L'allure dynamique et juvénile, le sourire éclatant, le regard à la fois rieur et timide, Pascale Kramer n'est pas de la race des écrivains recroquevillés sur une douleur ou terrassés par la vie. Pourtant, cette jeune femme née à Genève en 1961 et élevée à Lausanne donne tous les deux ans, d'une plume souple et précise, un roman d'une rare noirceur. Ses deux premiers livres ont paru aux éditions de l'Aire alors qu'elle avait à peine passé la vingtaine : Variations sur une même scène en 1982, Terres fécondes en 1984. L'écriture y était déjà nette, enlevée, et un curieux mélange de peurs, de stratégies de survie et d'atmosphères denses et inquiétantes annonçaient déjà la naissance d'un auteur de talent.

S'ensuivit un silence de plus de dix ans, laps de temps pendant lequel Pascale Kramer n'oublia pas l'écriture mais consacra ses forces à monter, à Paris où elle vit depuis 1987, son propre bureau de conception en publicité. Puis, tout en continuant dans cette voie, elle se remit à publier : Manu , paru en 1995 chez Calmann-Lévy, fut couronné par le Prix Dentan en 1996. Depuis lors, la jeune femme poursuit inlassablement une œuvre solide et profondément originale, encore trop secrète mais unanimement saluée par la critique francophone ( Les Vivants reçut d'ailleurs le Prix Lipp en 2001).

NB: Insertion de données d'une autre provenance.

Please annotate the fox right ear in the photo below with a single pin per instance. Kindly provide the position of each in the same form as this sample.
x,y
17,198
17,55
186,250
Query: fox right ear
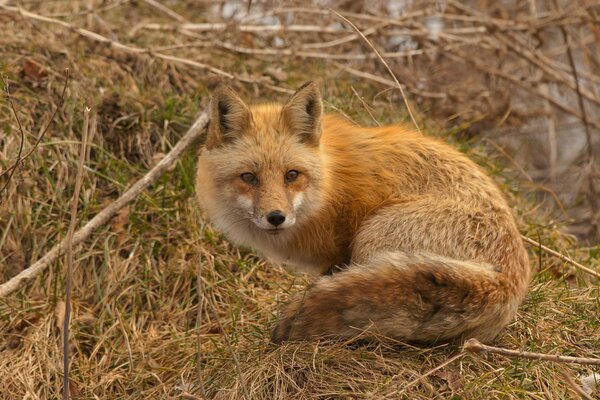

De Manu à Fracas (Mercure de France, 2007), chacun des romans de Pascale Kramer, sorte de creuset humain et stylistique, est plus intense et plus surprenant que le précédent. L'écriture y est à chaque fois plus sobre et plus incisive, la dentelle plus fine et plus précise. Pas de lyrisme, pas de phrases qui se perdent en longueurs inutiles, aucun bavardage. Le style, maîtrisé au point de sembler couler de source, est d'un classicisme peu fréquent de nos jours. D'où vient alors que, de tant de précision, procède un sentiment général de flou, d'insaisissable ? Comment l'auteur parvient-elle, de tant d'équilibre, à faire naître la disharmonie ?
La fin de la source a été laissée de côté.